Pour synthétiser nos suggestions et fournir un cadre de base à une bonne gestion de l’eau à Bangui, nous travaillons à un MNT (modèle numérique de terrain) pour nous aider à mettre en relief des secteurs vulnérables à l’eau (Figures 123). Car le MNT est fondamental à une rationalisation de l’occupation du sol dans ce contexte, et à une desserte de l’eau potable accessible à tous, puisque certains secteurs pentus du site urbain et de sa région ne semblent pas bien alimentés du fait de la faiblesse relative de la pression dans le réseau.
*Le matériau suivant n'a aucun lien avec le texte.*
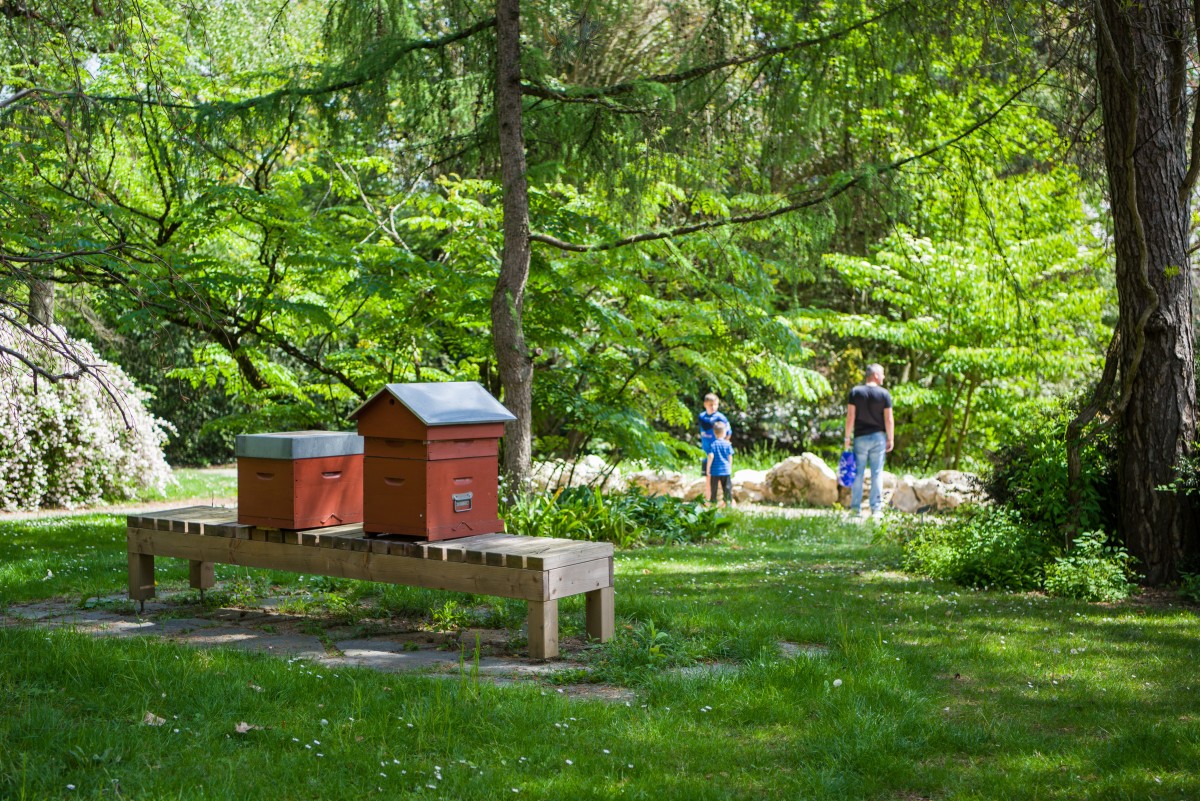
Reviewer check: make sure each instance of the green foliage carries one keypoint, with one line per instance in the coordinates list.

Le MNT nous aidera à disposer d’une représentation des altitudes relatives et absolues à partir des données topographiques. DEPRAETERE et MONIOD (1991) le définissent comme la représentation numérique de la surface topographique sous la forme d’une grille au maillage régulier où l’altitude est donnée en chaque nœud ou en chaque centre d’une maille élémentaire. Il peut aussi s'établir par interpolation en fonction des courbes de niveau et des cotes d'altitude numérisées à partir de carte (DEPRAETERE, 1990) ; c'est cette méthode que nous avons utilisée pour produire le MNT. Celui-ci, une fois constitué, nous autorise une analyse aisée et synoptique du relief de l'espace banguissois ainsi que de toute sa région. Car il commanderait la modélisation hydrologique dans sa diversité (cycle de l'eau, érosion des sols, évacuation des eaux pluviales et des polluants,…) pour un développement local voire régional, en raison des opportunités offertes par les pentes et les directions des flux potentiels dans cette perspective de gestion de l'eau. En effet, quand la pente est faible, l'espace est soumis à une concentration des eaux (de ruissellement), et quand la pente est forte, c'est l'érosion… avec une fourniture sédimentaire vers les bas-fonds ou secteurs à faible pente qui se constate. Dans cet esprit, les éléments du cycle urbain de l'eau que nous avons examinés dans ce travail, notamment dans les précédents paragraphes, peuvent se caler ou s'emboîter dans la série de solutions que nous fournisse le MNT. Par exemple les concentrations et la propagation des pollutions sont en relation avec la faiblesse ou l'accentuation de la pente, couplée avec l'occupation du sol et avec les activités humaines en zones urbanisées.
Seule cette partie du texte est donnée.